More cold weather is coming, so it’s important to follow the birds in your neighborhood. You can follow bird migrations or merely prepare your yard and bird feeding station for them, providing meals for any creatures that are stopping by.
To do your bird list, take time to try to distinguish the different types of birds you see in your area. For example, once you see a relative newcomer such as a rookery, note their ability to catch a nice meal and help prepare what is available to them.
Letting people know their neighborhood birds are enjoying natural foods, such as fruit, will make them more willing to stop at your feeding station.
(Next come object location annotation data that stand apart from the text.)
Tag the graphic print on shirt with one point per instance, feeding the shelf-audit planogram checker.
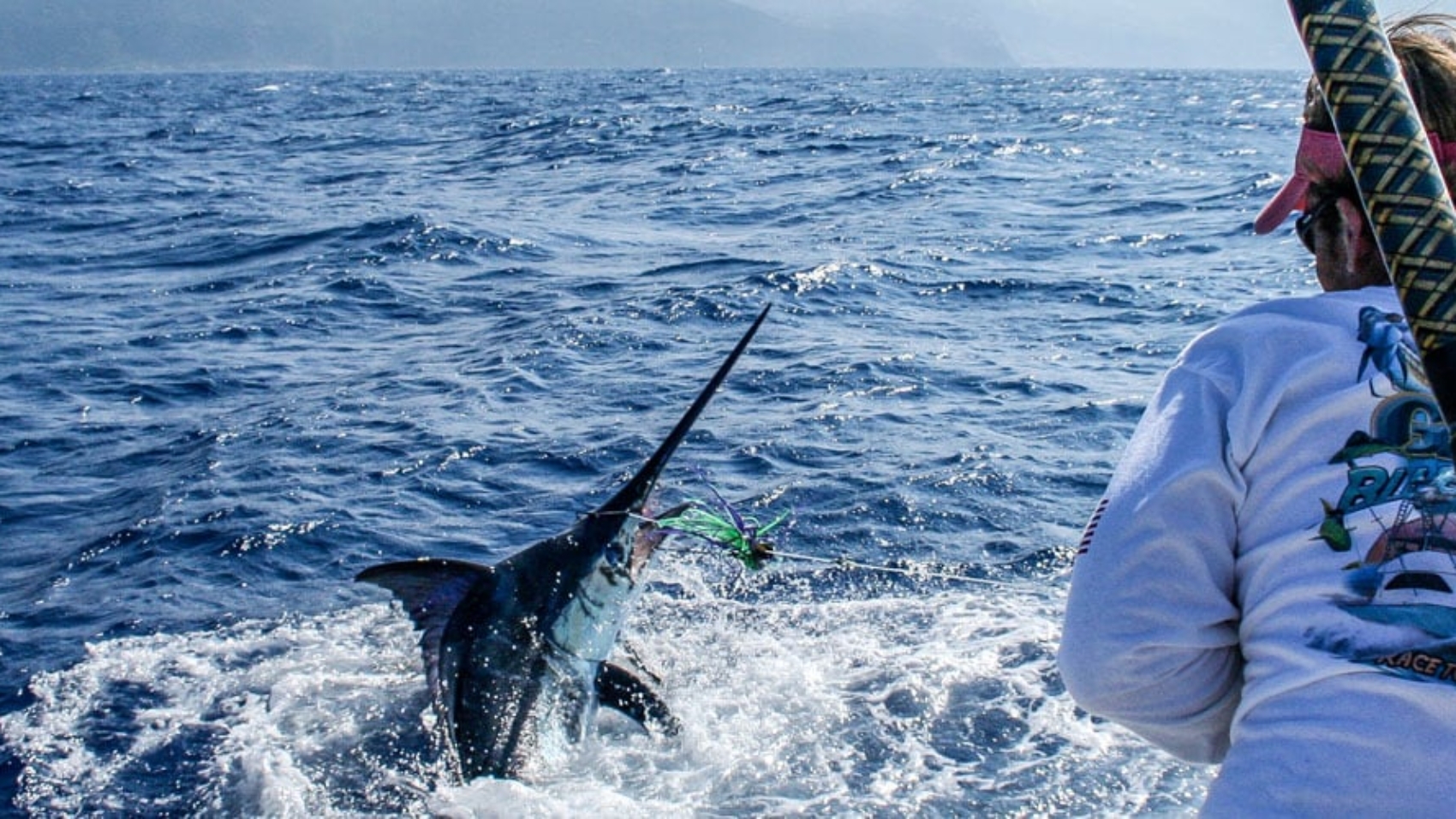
(1393, 521)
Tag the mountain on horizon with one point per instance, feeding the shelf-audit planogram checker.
(164, 35)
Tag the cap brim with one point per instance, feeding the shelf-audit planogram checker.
(1286, 201)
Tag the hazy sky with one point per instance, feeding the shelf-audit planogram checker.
(1227, 33)
(1232, 33)
(39, 35)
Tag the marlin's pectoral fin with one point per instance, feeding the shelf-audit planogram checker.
(430, 592)
(624, 691)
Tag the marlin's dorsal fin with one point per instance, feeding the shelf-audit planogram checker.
(624, 691)
(430, 590)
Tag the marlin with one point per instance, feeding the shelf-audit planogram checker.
(517, 653)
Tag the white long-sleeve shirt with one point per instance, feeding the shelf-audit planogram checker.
(1268, 582)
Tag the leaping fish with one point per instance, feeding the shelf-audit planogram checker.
(517, 653)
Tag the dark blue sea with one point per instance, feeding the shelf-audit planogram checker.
(261, 331)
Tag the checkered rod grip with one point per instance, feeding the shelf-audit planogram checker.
(1395, 170)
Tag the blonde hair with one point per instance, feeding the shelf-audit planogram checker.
(1426, 48)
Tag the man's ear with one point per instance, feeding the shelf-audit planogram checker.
(1360, 249)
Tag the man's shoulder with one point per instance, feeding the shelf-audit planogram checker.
(1340, 309)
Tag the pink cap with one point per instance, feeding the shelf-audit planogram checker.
(1318, 151)
(1321, 152)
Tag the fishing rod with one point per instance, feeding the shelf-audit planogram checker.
(1395, 170)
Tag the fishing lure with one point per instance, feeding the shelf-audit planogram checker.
(719, 523)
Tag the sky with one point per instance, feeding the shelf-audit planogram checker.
(41, 35)
(1175, 33)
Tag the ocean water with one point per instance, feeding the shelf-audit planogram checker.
(261, 331)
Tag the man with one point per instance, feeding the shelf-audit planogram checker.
(1270, 580)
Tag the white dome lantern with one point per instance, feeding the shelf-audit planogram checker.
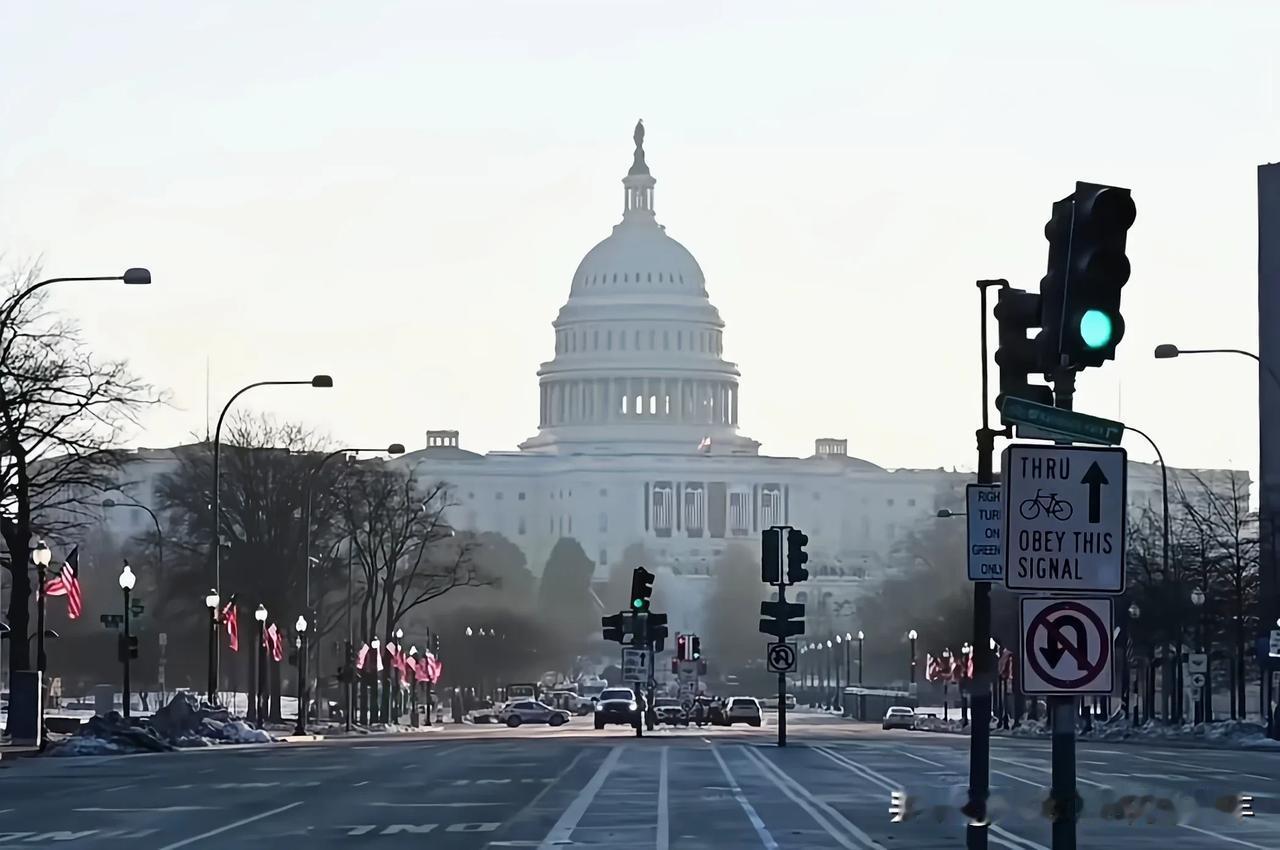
(638, 364)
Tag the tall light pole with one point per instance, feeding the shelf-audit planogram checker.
(323, 382)
(211, 603)
(301, 626)
(155, 520)
(41, 556)
(260, 699)
(912, 635)
(127, 580)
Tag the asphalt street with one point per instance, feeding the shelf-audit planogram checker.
(480, 787)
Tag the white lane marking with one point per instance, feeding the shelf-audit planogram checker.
(228, 827)
(760, 830)
(809, 803)
(920, 758)
(1224, 837)
(160, 808)
(663, 839)
(1002, 836)
(562, 831)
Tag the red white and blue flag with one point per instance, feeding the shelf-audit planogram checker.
(67, 584)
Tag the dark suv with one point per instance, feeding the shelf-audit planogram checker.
(617, 707)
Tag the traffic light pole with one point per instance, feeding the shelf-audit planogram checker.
(1063, 708)
(983, 666)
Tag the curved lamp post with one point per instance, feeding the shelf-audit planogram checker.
(301, 627)
(127, 581)
(155, 520)
(211, 603)
(323, 382)
(260, 708)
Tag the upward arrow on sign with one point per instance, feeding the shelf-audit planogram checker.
(1095, 479)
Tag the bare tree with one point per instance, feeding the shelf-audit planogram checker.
(407, 553)
(62, 410)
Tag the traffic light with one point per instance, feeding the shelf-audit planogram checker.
(641, 588)
(657, 630)
(1019, 357)
(796, 556)
(1096, 270)
(784, 618)
(613, 629)
(771, 556)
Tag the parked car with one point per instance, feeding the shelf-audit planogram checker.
(530, 711)
(899, 717)
(743, 709)
(617, 707)
(670, 711)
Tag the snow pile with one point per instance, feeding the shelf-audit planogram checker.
(184, 722)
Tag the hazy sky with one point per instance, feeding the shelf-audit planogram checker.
(400, 192)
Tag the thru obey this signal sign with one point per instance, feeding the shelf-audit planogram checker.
(1066, 647)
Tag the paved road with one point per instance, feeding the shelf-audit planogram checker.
(480, 789)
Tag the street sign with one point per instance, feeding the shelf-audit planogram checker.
(782, 657)
(635, 665)
(1056, 423)
(1064, 517)
(1066, 647)
(982, 511)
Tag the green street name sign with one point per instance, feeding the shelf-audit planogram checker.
(1055, 423)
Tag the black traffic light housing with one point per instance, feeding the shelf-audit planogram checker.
(796, 556)
(613, 627)
(1018, 356)
(657, 630)
(782, 618)
(641, 589)
(1096, 270)
(771, 556)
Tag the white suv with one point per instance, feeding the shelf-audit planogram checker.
(743, 709)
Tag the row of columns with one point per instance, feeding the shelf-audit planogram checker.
(615, 400)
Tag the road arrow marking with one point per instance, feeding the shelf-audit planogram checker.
(1095, 479)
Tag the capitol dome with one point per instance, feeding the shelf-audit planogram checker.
(638, 364)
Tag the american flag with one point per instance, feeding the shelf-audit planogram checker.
(67, 584)
(232, 621)
(273, 641)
It also helps to consider designing a bird-friendly structure in which the building materials are able to absorb bird droppings.
For a gorgeous winter home for birds, plan around what birds and insects you can appreciate and what you will feed them.
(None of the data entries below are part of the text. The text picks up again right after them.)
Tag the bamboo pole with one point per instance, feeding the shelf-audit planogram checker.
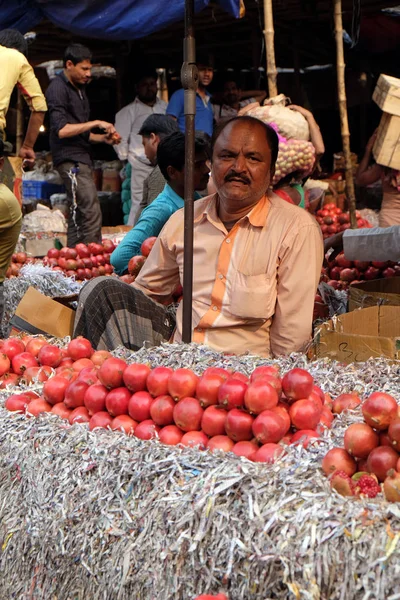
(344, 123)
(269, 34)
(20, 123)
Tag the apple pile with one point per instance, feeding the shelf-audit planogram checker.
(82, 262)
(221, 410)
(341, 272)
(370, 459)
(332, 220)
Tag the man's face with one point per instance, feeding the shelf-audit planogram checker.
(241, 163)
(150, 145)
(205, 75)
(80, 73)
(147, 90)
(231, 93)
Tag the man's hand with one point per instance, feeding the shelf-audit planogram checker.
(335, 242)
(108, 127)
(28, 155)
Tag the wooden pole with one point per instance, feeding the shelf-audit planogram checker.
(270, 49)
(20, 123)
(344, 123)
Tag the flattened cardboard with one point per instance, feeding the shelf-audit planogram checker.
(37, 313)
(360, 335)
(376, 292)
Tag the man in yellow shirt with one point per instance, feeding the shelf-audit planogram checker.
(16, 70)
(256, 263)
(10, 226)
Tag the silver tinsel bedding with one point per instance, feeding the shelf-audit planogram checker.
(99, 515)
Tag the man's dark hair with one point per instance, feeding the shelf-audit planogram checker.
(171, 151)
(161, 125)
(270, 134)
(11, 38)
(77, 53)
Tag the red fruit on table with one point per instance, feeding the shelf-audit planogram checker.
(297, 384)
(182, 383)
(135, 377)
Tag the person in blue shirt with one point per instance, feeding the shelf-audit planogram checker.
(171, 160)
(204, 119)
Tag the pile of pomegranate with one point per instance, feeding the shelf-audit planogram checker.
(370, 460)
(221, 410)
(82, 262)
(332, 220)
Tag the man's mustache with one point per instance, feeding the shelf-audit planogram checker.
(232, 175)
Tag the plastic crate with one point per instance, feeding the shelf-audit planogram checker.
(40, 190)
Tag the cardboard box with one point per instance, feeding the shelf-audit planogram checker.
(377, 292)
(387, 94)
(386, 149)
(359, 335)
(38, 314)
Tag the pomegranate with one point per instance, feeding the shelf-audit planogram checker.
(95, 398)
(100, 419)
(345, 402)
(146, 430)
(260, 396)
(124, 423)
(379, 410)
(79, 415)
(338, 459)
(360, 439)
(220, 442)
(195, 439)
(231, 393)
(182, 383)
(381, 460)
(170, 435)
(117, 401)
(139, 406)
(162, 410)
(268, 453)
(207, 389)
(269, 427)
(79, 347)
(297, 384)
(305, 414)
(213, 421)
(75, 394)
(238, 425)
(188, 414)
(157, 381)
(54, 389)
(111, 372)
(246, 449)
(391, 486)
(135, 377)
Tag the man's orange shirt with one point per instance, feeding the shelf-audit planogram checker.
(253, 287)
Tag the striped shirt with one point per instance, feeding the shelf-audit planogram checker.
(15, 70)
(253, 287)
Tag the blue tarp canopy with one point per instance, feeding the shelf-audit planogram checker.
(104, 19)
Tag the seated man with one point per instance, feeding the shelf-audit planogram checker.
(154, 129)
(257, 262)
(171, 160)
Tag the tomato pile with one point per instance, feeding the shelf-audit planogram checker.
(83, 261)
(332, 220)
(370, 460)
(220, 410)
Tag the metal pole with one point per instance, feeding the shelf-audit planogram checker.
(189, 79)
(344, 123)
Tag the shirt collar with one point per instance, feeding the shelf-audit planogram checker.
(257, 216)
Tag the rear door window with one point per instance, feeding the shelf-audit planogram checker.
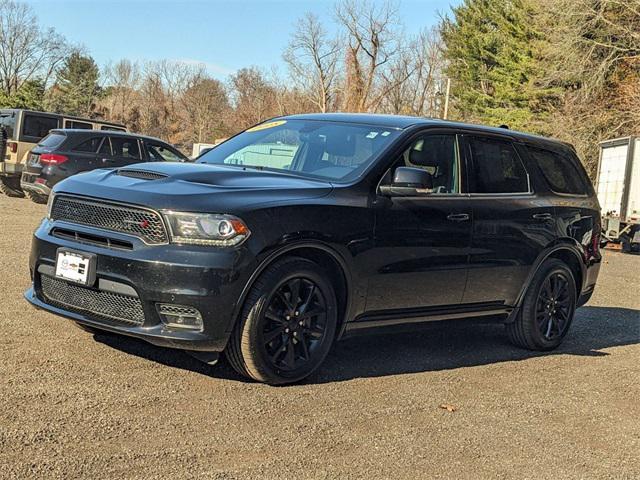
(559, 171)
(36, 127)
(497, 168)
(88, 146)
(125, 147)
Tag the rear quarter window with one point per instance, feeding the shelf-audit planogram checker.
(37, 126)
(52, 140)
(560, 171)
(8, 123)
(88, 146)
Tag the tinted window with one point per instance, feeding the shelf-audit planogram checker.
(314, 148)
(559, 171)
(88, 146)
(125, 147)
(52, 140)
(8, 121)
(496, 167)
(437, 155)
(76, 124)
(38, 126)
(160, 153)
(105, 148)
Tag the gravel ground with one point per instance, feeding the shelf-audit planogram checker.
(75, 405)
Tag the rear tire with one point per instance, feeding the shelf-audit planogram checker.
(11, 187)
(287, 324)
(36, 197)
(547, 309)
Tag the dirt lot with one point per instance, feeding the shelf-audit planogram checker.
(74, 405)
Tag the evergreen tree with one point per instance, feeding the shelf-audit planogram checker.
(30, 95)
(493, 53)
(76, 89)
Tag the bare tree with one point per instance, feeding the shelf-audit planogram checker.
(372, 42)
(414, 82)
(254, 98)
(313, 58)
(204, 109)
(26, 51)
(122, 81)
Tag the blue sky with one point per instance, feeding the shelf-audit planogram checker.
(223, 35)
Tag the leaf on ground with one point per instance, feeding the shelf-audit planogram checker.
(448, 407)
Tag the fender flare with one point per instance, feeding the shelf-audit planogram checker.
(281, 252)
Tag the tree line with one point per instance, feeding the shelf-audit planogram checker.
(565, 68)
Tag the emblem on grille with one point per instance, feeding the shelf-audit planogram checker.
(135, 223)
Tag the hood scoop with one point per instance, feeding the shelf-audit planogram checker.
(141, 174)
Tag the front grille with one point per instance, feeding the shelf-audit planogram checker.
(99, 240)
(144, 224)
(97, 304)
(141, 174)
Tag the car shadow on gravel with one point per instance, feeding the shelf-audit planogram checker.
(431, 347)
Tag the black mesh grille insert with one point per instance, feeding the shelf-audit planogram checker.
(97, 304)
(144, 224)
(141, 174)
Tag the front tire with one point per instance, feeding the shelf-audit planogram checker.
(287, 324)
(547, 309)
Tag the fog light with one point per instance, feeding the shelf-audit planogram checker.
(180, 316)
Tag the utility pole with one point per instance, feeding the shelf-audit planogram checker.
(446, 100)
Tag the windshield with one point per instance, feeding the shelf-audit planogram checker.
(8, 122)
(332, 150)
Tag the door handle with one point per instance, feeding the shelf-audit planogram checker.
(458, 217)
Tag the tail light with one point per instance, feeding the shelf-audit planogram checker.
(52, 159)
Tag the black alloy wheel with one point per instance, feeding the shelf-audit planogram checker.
(295, 324)
(547, 308)
(554, 306)
(287, 325)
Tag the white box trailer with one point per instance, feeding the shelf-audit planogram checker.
(618, 187)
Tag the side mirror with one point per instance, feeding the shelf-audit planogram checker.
(408, 181)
Every element of any great urban bird spot counts.
For those interested in bird migration, that means knowing where birds are from and for which species they are flying.
But if you live in a small town, like New Paltz, N.Y., which boasts so many birds on a given day, know that many of those can only be seen in one place.
On a more practical level, know that even in an urban setting, a garden can not only attract lots of food, but also as a backcountry homeowner, knowledge about what you need to care for them.
It’s not enough to plant flowers — you also need to be ready to turn on the mowers and kill off weeds.
Since adult birds use feathers for insulation, knowledge of how they should be handled in your home is important.
And as someone whose eye would be immediately drawn to a bird-looking nesting kit, know that it can come in handy.
With any energy you allocate, get ideas from experts. The Claremont Zoo has a wealth of information and resources to share for you and your children.
A great resource is The Silverspot Gardener, where You can learn about some of the best bird feeders as well as get instructions for making beautiful birdfeeders.
If you do not want to plant them yourself, make use of both plants and seeds that have been selected for birds by Pardus Critica International and BirdLife International. There are millions of seeds available online and in supermarkets, and most of them are free.
Search for bird feeders with a descriptive label as well as designs that appeal to your children. (Many adults want to make as well, using pictures in particular for inspiration.)
Once you’ve chosen the right ingredients, lets let the birds know that the stars are watching.